Em reportagens anteriores, nossos entrevistados disseram o que pensam
sobre o abstracionismo, a liberdade na arte, a participação
do artista na vida social. De um modo geral, todos eles manifestaram
suas reservas às possibilidades do abstracionismo como um movimento
capaz de traçar novos rumos às artes plasticas.
Esta, tambem, é a posição do pintor Rebolo Gonçalves,
nosso entrevistado de hoje.
Entretanto, apesar de muita coisa já ter sido dita, ainda não
nos havia ocorrido formular uma pergunta que nos parece importante
para definir o sentido da posição desses artistas: As
reservas que se fazem às possibilidades e ao sentido do abstracionismo
no campo das artes plasticas implica num combate semelhante ao que
sofreram os artistas modernos de hoje por parte dos academicos nestas
ultimas decadas?
- Não - responde Rebolo - Não combatemos o abstracionismo
como fomos combatidos pelos chamados partidarios da arte academica.
Um artista moderno, que não se tenha cristalizado num formalismo
esteril, jamais combaterá qualquer pesquisa, por mais estranha
que esta possa parecer. Entretanto, isso não significa que
ele seja obrigado a acreditar nas possibilidades dessa pesquisa, embora
dela possam resultar algumas soluções de ordem tecnica
que qualquer pintor poderá, com proveito, incorporar à
sua obra como, muito acertadamente, frisou Clovis Graciano. E esta
é a minha posição em face do abstracionsimo.
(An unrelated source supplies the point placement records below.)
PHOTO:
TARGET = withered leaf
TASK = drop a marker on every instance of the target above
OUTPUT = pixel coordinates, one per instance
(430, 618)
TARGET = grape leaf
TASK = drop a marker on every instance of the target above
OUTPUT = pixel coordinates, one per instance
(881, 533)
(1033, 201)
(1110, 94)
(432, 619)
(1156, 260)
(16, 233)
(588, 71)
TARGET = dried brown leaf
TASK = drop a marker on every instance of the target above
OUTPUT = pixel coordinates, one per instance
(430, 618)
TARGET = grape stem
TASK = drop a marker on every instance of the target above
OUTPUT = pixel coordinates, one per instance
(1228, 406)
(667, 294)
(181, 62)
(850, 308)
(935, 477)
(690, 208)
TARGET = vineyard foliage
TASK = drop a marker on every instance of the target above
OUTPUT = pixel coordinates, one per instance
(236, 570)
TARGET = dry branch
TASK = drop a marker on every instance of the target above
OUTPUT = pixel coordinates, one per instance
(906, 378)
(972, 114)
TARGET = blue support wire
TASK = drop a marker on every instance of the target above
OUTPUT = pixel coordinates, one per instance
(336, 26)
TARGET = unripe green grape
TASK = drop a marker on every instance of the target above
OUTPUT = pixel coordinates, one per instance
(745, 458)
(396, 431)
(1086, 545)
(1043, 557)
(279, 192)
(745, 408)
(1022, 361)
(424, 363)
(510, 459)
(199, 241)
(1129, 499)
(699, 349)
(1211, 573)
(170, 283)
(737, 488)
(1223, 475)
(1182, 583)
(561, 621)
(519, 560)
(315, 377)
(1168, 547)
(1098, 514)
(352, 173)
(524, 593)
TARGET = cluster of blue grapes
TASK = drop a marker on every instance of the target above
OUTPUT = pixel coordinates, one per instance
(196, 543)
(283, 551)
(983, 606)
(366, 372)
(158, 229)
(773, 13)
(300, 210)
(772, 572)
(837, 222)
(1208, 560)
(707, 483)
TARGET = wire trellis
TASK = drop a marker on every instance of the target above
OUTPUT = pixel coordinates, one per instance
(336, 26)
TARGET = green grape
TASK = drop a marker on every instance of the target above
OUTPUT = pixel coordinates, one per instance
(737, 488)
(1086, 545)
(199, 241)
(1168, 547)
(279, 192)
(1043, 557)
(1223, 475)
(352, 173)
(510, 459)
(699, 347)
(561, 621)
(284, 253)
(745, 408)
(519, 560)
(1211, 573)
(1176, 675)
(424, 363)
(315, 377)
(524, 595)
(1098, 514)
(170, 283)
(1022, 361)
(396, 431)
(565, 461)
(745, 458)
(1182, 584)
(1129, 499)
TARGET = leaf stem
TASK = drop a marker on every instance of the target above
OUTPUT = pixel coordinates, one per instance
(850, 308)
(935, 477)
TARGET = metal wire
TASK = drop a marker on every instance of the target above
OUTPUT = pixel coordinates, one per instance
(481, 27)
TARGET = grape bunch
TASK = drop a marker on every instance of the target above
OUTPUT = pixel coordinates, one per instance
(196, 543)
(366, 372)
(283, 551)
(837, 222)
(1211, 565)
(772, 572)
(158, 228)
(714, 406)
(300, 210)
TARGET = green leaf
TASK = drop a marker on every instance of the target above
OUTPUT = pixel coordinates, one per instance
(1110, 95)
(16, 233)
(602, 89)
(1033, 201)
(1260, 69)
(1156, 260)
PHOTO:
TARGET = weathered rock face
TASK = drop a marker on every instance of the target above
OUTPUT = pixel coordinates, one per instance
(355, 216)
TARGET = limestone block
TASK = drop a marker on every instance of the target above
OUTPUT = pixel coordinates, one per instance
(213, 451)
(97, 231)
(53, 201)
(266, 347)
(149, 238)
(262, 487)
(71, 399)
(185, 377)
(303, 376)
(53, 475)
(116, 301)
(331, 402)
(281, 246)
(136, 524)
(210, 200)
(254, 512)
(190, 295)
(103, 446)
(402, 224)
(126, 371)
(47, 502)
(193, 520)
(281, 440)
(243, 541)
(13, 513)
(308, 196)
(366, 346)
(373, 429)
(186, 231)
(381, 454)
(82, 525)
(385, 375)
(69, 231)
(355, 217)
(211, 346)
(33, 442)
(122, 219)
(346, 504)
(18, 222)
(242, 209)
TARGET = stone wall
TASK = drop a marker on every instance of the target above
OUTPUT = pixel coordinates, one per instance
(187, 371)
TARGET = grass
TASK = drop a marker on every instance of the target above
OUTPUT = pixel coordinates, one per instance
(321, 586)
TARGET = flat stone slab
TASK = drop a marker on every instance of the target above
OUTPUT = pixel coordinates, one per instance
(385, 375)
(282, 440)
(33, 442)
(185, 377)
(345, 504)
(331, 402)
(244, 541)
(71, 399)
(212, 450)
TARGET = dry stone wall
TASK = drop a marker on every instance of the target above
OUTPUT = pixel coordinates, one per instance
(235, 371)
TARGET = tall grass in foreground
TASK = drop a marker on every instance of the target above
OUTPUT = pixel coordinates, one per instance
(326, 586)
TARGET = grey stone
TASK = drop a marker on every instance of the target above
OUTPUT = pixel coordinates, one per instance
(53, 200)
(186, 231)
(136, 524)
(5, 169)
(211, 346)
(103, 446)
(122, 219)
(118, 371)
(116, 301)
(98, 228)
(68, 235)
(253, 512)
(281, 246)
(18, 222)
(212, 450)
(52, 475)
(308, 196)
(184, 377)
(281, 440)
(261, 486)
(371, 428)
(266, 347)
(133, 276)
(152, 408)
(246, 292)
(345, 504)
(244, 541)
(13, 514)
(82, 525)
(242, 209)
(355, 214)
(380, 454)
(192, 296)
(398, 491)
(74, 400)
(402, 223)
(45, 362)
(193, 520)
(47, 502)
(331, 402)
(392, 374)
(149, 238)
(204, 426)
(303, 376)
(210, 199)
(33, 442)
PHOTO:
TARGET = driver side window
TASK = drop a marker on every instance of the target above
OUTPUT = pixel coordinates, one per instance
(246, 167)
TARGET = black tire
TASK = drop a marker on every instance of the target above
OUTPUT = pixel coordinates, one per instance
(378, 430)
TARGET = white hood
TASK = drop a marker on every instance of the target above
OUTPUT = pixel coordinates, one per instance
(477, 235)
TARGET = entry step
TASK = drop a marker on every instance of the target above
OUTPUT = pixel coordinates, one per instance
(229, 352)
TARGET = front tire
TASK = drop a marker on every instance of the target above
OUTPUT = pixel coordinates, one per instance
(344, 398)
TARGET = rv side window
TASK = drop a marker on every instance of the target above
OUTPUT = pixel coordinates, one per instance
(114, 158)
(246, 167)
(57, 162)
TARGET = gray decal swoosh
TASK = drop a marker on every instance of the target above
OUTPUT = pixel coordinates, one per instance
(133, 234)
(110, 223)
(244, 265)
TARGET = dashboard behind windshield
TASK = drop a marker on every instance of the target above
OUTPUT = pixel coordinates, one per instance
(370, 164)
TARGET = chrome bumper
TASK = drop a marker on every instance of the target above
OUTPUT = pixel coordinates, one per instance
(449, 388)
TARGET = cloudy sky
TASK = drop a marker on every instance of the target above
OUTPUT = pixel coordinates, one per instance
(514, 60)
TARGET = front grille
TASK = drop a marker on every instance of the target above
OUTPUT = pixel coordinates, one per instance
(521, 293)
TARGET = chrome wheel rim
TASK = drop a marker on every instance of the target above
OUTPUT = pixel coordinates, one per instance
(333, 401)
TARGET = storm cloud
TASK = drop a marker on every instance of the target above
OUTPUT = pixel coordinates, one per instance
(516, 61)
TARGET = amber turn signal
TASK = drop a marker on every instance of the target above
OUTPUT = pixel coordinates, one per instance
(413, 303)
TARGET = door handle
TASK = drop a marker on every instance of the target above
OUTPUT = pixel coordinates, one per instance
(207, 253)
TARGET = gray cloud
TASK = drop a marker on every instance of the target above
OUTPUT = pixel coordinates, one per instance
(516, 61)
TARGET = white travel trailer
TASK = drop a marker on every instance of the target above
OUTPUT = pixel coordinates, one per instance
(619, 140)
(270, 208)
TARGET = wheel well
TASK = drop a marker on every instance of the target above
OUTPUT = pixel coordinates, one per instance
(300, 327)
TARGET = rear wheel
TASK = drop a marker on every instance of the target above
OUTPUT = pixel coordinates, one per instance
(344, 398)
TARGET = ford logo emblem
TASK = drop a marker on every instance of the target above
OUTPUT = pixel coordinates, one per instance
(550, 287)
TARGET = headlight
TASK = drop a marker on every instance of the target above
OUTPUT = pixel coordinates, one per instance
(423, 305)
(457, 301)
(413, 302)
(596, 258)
Não acredito no abstracionismo por lhe faltar conteudo humano,
como não acredito na arte depurada de qualquer realidade. Não
creio no sentido de uma obra que vise apenas, numa linguagem plastica
incompreensivel, exprimir ritmos interiores incompreensiveis tambem,
incompreensiveis mesmo para o artista, como acontece com os abstracionistas
que confessam, honestamente, aliás, que seus quadros nada representam
e nada significam. Mas, voltando à sua pergunta, quero dizer
que, se de uma parte um artista consciente jamais deverá combater,
sem saber porque, novas tentativas no campo da arte, isso não
quer dizer que, sob pena de ser considerado retrogrado, seja obrigado
a aceitar toda e qualquer aventura mais ou menos inteligente.
- E considera o abstracionismo uma aventura?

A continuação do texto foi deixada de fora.